School Name: Pemberton Secondary School
School District: SD#48 Sea to Sky
Inquiry Team Members: Steve Evans: firstname.lastname@example.org
Brittani Peters: email@example.com
Kat Ast: firstname.lastname@example.org
Emma Mullings: email@example.com
Nina Jacobson: firstname.lastname@example.org
Bri Aldcroft: email@example.com
Jodie Petruzzellis: firstname.lastname@example.org
Inquiry Team Contact Email: email@example.com
Type of Inquiry: NOIIE Transitions (focus on Indigenous learner transitions)

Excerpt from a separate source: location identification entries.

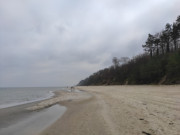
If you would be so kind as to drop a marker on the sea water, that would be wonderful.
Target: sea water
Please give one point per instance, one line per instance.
(17, 96)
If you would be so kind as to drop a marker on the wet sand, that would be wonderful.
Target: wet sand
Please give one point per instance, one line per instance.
(32, 118)
(121, 110)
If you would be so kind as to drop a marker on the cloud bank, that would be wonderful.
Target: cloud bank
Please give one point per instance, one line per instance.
(60, 42)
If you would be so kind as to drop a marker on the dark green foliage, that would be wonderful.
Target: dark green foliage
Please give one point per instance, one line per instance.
(160, 63)
(140, 70)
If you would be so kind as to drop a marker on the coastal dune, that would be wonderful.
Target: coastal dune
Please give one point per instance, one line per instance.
(121, 110)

Grade Levels: Secondary (8-12)
Curricular Area(s): Language Arts – Literacy, Language Arts – Oral Language, Language Arts – Reading, Language Arts – Writing, Mathematics / Numeracy, Physical & Health Education, Science, Social Studies, Other: Indigenous Leadership
Focus Addressed: Indigenous understandings (for example, Traditional Knowledge, oral history, reconciliation), Community-based learning, Core competencies (for example, critical thinking, communication, problem solving), Differentiated instruction, Experiential learning, First Peoples Principles of Learning, Flexible learning, Formative assessment, Growth mindset, Inclusion and inclusive instructional strategies, Indigenous pedagogy, Inquiry-based learning, Land, Nature or Place-based learning, Self-regulation, Social and emotional learning, STEM / STEAM, Transitions, Universal design for learning
In one sentence, what was your focus for the year? Addressing student transitions across grades 7-12, as a catalyst to begin decolonizing education in our community. This year, this involved addressing these key areas: 1) Teacher collaboration to support Indigenous ways of knowing, doing and being; 2) Building relationships and strengthening belonging for students through Indigenous ways of knowing, doing and being; and 3) Building community connections through strengthening relationships with Lil’wat and Stʼatʼimc Nation families.

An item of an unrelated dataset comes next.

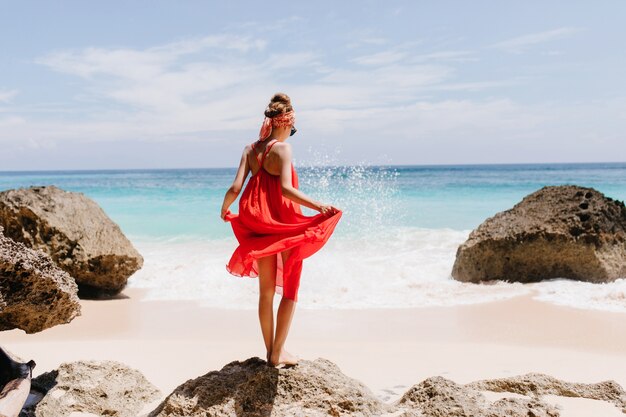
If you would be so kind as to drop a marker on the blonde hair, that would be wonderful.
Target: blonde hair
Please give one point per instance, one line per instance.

Scanning: During this past unique year working around Covid protocols, the bulk of this work has been done in the context of the grade 8/9 classes and with the powerful voices from students in the Indigenous Leadership program. We also managed to push some of this work into one of the grade 10 math classes, and worked with Signal Hill Elementary for some intentional changes to the grade 7 student transition. Based on our scanning in these different settings, we gained insight into the four questions. One key realization we had in regards to the attachment and connection of Indigenous leaders at PSS, is that they can typically identify several staff in the building that believe in them. However, often these staff are not all enrolling teachers and might not necessarily be the student’s current teacher. For example, a student might feel connected to both of the Indigenous Support Workers and an Education Assistant, but feel disconnected from their current teachers. Or, they might feel really connected to their grade 8/9 teacher and the VP, but be struggling in their transition to grade 10. This led us to reflect on how to build connections in our school and how this connects to staffing. Our scanning process was heavily impacted this year by the work that was pushed by the students in the Indigenous Leadership class. The theme they explored this year was around unpacking racism and building a more vocal and inclusive presence for Indigenous ways of knowing, doing and being at our school. It was powerful to have this inquiry project stem from this focal point, and a real privilege to have been a part of the process. It feels like we began to scratch the surface to see the potential path ahead, and how it can be a catalyst of wider systemic change.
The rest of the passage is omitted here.